Clearly there is more than enough blame to go round. In the US, one green advocacy group recently ran ads asking: “How many light bulbs does it take to change an American?”
“If you tell people it’s about changing them, it is not helpful. We need to say: ‘Look, this is a problem we could actually fix if we stopped being in denial about it,’” Oreskes says.
She argues that the media is also to blame. The idea of presenting balanced arguments — to give an opposing view — does not serve an issue like climate change well, especially when social media has the power to transmit discredited or perilous misconceptions.
“Sometimes the evidence and the data are all on one side,” Oreskes says.
Last week, she found herself on the receiving end of climate deniers’ outrage. Ninety-year-old Fred Singer, profiled at length in Merchants of Doubt, threatened to sue Oreskes and Kenner, following a pattern of response often used to raise the profile of climate contrarians.
However, it is becoming harder to imagine a happy ending.
In her most recent book, The Collapse of Western Civilization: A View From the Future, Oreskes and co-author Erik Conway imagine looking back on the world in 2093 from the year 2393. It is a dismal view of floods, droughts, mass migrations and the depopulation of entire continents.
In Merchants of Doubt, Oreskes writes that industrial society has been “dining out” on fossil fuels for 150 years, and now we have equated ideals of freedom with the right to a lifestyle that those fuels permit.
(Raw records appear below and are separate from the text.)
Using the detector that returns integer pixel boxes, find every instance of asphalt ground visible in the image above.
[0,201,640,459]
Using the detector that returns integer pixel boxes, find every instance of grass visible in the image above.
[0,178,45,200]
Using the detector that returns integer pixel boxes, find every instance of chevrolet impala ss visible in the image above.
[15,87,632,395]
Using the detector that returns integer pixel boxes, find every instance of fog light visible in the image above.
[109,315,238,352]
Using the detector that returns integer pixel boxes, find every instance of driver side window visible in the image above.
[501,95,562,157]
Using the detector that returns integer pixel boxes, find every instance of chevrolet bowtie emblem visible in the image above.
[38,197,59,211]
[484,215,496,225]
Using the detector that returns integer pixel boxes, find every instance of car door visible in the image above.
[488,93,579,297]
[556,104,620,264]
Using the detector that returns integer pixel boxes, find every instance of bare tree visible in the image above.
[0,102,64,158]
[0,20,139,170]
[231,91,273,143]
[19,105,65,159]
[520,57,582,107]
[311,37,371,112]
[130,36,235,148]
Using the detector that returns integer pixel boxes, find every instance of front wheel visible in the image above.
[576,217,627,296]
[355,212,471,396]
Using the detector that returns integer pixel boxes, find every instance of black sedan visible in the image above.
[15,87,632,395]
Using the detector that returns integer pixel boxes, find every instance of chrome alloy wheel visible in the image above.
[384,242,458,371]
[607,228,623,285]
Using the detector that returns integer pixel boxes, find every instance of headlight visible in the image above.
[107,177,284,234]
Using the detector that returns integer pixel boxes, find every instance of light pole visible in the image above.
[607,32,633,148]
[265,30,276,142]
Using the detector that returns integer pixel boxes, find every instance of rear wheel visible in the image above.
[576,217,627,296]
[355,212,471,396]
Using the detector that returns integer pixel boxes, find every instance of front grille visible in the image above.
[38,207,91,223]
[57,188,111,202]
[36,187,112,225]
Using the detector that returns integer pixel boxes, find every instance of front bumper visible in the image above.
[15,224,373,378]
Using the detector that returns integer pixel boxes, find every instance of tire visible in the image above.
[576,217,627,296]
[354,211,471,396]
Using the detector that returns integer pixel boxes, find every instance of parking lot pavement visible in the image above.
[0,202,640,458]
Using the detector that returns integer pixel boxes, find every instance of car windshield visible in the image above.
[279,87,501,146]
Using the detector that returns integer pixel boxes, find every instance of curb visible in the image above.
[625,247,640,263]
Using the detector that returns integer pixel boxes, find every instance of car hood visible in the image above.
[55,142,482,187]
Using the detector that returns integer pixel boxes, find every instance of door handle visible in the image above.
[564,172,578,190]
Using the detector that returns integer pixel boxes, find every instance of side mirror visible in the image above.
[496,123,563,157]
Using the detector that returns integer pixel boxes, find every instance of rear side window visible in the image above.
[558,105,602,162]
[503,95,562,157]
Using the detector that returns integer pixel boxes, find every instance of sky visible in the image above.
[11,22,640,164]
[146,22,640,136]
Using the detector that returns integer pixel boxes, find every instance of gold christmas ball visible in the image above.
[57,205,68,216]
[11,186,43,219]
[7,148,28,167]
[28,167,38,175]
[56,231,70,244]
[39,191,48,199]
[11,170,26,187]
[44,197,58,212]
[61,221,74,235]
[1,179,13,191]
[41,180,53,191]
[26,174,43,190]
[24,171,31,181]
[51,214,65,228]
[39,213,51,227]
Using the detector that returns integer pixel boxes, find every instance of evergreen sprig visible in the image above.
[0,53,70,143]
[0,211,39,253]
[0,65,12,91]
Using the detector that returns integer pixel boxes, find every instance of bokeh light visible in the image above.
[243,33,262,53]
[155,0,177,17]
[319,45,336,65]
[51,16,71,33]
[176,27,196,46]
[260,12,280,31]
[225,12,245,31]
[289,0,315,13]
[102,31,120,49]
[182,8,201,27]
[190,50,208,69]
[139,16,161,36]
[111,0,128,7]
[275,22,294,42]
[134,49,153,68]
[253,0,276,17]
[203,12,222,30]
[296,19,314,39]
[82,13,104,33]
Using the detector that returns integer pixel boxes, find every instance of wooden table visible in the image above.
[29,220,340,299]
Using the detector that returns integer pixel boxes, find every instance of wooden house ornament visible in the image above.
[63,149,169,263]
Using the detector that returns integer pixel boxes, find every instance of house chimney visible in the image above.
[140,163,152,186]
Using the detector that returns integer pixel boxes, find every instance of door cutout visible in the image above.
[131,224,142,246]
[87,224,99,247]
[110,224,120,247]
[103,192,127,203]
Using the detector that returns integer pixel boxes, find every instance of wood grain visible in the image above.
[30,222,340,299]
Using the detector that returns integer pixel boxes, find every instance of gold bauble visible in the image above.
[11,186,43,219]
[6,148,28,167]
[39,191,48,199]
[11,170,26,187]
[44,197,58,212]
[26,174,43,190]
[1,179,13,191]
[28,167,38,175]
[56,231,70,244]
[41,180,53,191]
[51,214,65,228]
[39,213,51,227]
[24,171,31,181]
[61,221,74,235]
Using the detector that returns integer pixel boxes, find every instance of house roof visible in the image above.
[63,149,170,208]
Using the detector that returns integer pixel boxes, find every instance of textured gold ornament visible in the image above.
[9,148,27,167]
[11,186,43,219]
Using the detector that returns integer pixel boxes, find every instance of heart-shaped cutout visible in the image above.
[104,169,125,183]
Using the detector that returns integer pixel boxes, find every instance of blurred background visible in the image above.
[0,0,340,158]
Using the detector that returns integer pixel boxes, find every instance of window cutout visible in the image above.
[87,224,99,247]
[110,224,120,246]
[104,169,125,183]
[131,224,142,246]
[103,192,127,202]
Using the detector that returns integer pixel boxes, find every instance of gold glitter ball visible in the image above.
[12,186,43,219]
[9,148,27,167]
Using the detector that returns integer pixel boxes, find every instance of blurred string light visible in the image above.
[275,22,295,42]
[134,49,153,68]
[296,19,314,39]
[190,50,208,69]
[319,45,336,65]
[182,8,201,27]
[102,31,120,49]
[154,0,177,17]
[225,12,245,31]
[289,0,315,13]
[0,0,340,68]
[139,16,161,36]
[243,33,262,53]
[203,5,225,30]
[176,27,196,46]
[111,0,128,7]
Even those who profess to be on the green side of the debate, including former US secretary of state Hillary Rodham Clinton, are prevaricating on their opposition to the Keystone XL pipeline, designed to carry dirty tar-sand oil into the US from Canada.
Prevarication paid off for the tobacco industry, which profitably resisted science and government regulation for half a century, and it is paying off now for the oil industry. Rising temperatures are making previously inhospitable regions, including the Arctic, accessible to exploration and drilling.
However, it is with no pleasure that Oreskes reports that the very groups that most detest regulation will ultimately see more of it when the consequences of inaction on climate change become unavoidable.
“This story is riven with ironies, and that is one of the most profound if we do not get this situation under control,” she says.